Info: See MastraServer for full configuration options.

Accessing the app

After creating the adapter, you may still need access to the underlying framework app. This is useful when passing it to a platform’s serve function or when adding routes from another module.

// Via the MastraServer instance
const app = server.getApp()
 
// Via the Mastra instance (available after adapter construction)
const app = mastra.getServerApp()

Both methods return the same app instance. Use whichever is more convenient based on what’s in scope.

Server config vs adapter options

When using server adapters, configuration comes from two places: the Mastra server config (passed to the Mastra constructor) and the adapter constructor options. Understanding which options come from where helps avoid confusion when settings don’t seem to take effect.

Used by adapters

The adapter reads these settings from mastra.getServer():

OptionDescription
authAuthentication config, used by registerAuthMiddleware().
bodySizeLimitDefault body size limit in bytes. Can be overridden per-adapter via bodyLimitOptions.
onErrorCustom error handler called when an unhandled error occurs in a route handler. See server.onError.

Adapter constructor only

These options are passed directly to the adapter constructor and aren’t read from the Mastra config:

OptionDescription
prefixRoute path prefix
openapiPathOpenAPI spec endpoint
bodyLimitOptionsBody size limit with custom error handler
streamOptionsStream redaction settings
customRouteAuthConfigPer-route auth overrides
mcpOptionsMCP transport options (e.g., serverless: true for stateless environments)

Not used by adapters

These server config options are only used by mastra build and have no effect when using adapters directly:

OptionUsed by
port, hostmastra dev, mastra build
corsmastra build adds CORS middleware
timeoutmastra build
apiRoutesregisterApiRoute() for mastra build
middlewareMiddleware config for mastra build

When using adapters, configure these features directly with your framework. For example, add CORS middleware using Hono’s or Express’s built-in CORS packages, and set the port when calling your framework’s listen function.

MCP support

Server adapters register MCP (Model Context Protocol) routes during registerRoutes() when MCP servers are configured in your Mastra instance. MCP allows external tools and services to connect to your Mastra server and interact with your agents.
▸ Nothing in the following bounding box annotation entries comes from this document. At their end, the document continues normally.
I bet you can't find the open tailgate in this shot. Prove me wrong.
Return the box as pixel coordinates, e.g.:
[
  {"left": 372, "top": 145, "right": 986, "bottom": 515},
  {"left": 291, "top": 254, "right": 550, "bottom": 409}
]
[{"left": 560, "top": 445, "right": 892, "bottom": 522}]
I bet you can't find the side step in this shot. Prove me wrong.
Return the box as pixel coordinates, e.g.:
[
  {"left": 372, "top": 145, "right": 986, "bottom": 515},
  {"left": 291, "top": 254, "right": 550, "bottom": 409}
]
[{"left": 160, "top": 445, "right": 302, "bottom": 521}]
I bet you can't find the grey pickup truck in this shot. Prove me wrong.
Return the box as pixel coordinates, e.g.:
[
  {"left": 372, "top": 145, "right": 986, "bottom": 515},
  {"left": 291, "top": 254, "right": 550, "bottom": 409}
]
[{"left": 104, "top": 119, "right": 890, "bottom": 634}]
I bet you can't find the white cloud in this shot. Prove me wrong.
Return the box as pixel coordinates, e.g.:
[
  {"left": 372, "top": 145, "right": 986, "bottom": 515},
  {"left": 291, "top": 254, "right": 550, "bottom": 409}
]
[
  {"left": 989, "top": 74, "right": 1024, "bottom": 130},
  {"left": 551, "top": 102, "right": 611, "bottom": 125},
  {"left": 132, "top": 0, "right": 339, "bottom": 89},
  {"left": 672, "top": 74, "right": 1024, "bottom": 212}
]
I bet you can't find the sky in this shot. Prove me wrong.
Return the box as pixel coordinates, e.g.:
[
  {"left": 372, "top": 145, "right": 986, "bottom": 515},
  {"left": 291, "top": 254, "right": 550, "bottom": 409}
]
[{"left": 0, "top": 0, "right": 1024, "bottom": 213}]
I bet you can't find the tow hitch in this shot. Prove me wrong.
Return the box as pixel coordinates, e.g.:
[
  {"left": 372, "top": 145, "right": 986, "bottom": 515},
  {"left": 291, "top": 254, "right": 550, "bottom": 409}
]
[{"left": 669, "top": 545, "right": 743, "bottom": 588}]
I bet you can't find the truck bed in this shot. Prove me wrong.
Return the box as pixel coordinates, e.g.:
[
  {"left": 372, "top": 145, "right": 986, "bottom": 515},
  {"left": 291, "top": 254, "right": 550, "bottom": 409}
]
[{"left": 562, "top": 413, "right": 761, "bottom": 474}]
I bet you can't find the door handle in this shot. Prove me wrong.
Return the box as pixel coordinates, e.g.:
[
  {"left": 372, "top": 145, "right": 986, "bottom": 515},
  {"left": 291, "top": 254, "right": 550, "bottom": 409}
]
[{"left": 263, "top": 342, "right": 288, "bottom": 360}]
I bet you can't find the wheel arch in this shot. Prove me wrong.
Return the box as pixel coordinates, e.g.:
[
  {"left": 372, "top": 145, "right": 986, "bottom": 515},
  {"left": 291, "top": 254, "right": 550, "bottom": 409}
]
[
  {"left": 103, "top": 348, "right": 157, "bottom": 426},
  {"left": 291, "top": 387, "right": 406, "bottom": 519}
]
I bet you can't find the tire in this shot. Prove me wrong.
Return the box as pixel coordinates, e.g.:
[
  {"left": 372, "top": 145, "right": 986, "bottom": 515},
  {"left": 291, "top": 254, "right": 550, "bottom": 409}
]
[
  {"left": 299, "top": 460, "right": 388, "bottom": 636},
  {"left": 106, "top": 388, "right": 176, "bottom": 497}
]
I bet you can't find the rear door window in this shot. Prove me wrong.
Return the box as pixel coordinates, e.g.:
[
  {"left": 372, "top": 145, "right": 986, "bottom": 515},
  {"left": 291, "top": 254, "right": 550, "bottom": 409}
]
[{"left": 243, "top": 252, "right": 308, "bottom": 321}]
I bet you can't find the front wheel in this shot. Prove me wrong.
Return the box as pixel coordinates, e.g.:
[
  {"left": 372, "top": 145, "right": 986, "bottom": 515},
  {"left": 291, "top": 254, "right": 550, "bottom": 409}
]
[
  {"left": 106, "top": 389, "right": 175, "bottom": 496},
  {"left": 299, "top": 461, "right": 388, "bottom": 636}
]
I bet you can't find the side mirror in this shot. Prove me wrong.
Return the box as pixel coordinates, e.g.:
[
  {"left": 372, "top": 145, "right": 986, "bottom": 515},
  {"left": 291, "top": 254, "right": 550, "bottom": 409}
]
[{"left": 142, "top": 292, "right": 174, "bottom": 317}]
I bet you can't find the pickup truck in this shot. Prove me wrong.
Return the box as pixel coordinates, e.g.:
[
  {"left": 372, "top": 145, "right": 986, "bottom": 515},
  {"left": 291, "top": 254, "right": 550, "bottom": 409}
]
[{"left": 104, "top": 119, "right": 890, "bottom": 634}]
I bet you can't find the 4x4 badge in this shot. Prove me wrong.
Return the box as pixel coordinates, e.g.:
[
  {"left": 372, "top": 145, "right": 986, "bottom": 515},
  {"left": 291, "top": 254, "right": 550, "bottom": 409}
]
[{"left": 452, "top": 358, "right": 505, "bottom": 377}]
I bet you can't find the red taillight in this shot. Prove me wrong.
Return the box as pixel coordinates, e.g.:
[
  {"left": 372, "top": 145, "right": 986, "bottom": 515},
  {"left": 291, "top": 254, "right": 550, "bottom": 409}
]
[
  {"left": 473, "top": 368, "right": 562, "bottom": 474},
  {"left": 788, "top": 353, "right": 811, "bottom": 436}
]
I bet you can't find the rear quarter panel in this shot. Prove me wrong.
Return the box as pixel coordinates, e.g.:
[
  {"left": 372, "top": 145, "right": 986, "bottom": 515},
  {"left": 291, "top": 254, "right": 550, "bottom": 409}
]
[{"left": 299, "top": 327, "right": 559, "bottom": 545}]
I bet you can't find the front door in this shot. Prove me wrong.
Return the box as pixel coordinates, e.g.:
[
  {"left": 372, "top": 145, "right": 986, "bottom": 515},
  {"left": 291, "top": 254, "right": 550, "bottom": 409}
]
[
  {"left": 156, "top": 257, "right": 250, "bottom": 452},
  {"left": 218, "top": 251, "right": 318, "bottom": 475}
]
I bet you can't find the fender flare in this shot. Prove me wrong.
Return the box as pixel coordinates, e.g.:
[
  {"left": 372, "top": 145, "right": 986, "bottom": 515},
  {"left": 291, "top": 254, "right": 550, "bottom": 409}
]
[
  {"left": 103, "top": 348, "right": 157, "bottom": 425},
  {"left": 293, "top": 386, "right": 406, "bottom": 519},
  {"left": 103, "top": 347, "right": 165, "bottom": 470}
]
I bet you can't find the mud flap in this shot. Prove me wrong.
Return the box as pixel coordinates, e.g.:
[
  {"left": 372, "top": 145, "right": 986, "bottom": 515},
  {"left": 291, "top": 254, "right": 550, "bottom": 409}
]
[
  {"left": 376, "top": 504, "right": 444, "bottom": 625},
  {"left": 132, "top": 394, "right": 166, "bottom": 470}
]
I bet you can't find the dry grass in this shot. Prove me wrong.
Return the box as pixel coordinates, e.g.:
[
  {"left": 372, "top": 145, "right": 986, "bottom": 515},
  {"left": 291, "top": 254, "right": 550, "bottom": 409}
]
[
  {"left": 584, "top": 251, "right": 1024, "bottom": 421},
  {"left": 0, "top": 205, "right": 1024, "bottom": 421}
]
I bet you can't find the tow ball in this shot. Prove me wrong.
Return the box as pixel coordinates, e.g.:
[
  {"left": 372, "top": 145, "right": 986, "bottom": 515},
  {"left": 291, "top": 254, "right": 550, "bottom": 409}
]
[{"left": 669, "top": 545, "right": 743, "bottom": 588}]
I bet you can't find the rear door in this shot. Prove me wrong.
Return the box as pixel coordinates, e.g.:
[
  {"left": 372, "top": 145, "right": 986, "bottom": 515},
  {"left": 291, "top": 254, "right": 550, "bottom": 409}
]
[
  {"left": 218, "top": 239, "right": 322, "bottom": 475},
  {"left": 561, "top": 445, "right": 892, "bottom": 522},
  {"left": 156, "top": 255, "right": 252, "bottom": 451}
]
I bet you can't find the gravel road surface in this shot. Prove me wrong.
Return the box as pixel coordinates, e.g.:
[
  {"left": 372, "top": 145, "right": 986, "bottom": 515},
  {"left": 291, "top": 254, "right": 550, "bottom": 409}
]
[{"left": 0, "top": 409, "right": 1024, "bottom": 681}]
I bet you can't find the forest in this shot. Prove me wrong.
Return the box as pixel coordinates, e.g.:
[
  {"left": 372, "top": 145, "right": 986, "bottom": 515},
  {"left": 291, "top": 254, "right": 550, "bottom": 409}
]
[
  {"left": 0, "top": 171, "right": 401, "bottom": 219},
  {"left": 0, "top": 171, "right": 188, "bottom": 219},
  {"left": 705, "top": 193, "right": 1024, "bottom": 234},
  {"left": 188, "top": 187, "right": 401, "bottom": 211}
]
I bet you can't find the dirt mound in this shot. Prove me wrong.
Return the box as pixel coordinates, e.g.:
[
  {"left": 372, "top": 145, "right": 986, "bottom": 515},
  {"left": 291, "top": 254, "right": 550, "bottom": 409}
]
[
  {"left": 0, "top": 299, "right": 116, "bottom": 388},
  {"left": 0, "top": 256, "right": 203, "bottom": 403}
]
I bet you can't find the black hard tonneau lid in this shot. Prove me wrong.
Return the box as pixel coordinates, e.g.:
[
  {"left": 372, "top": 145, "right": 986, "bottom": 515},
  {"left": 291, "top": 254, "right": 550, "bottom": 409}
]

The adapter registers routes for both HTTP and SSE (Server-Sent Events) transports, enabling different client connection patterns.

Serverless mode

For serverless environments like Cloudflare Workers or Vercel Edge, enable stateless mode via mcpOptions.

When using the Mastra deployer (the standard mastra dev / mastra build path), set mcpOptions in your server config:

const mastra = new Mastra({
  server: {
    mcpOptions: {
      serverless: true,
    },
  },
})

When manually creating a server adapter, pass mcpOptions directly:

const server = new MastraServer({
  app,
  mastra,
  mcpOptions: {
    serverless: true,
  },
})

When serverless: true, MCP HTTP requests run without session management, making them compatible with stateless execution environments.

See MCP for configuration details and how to set up MCP servers.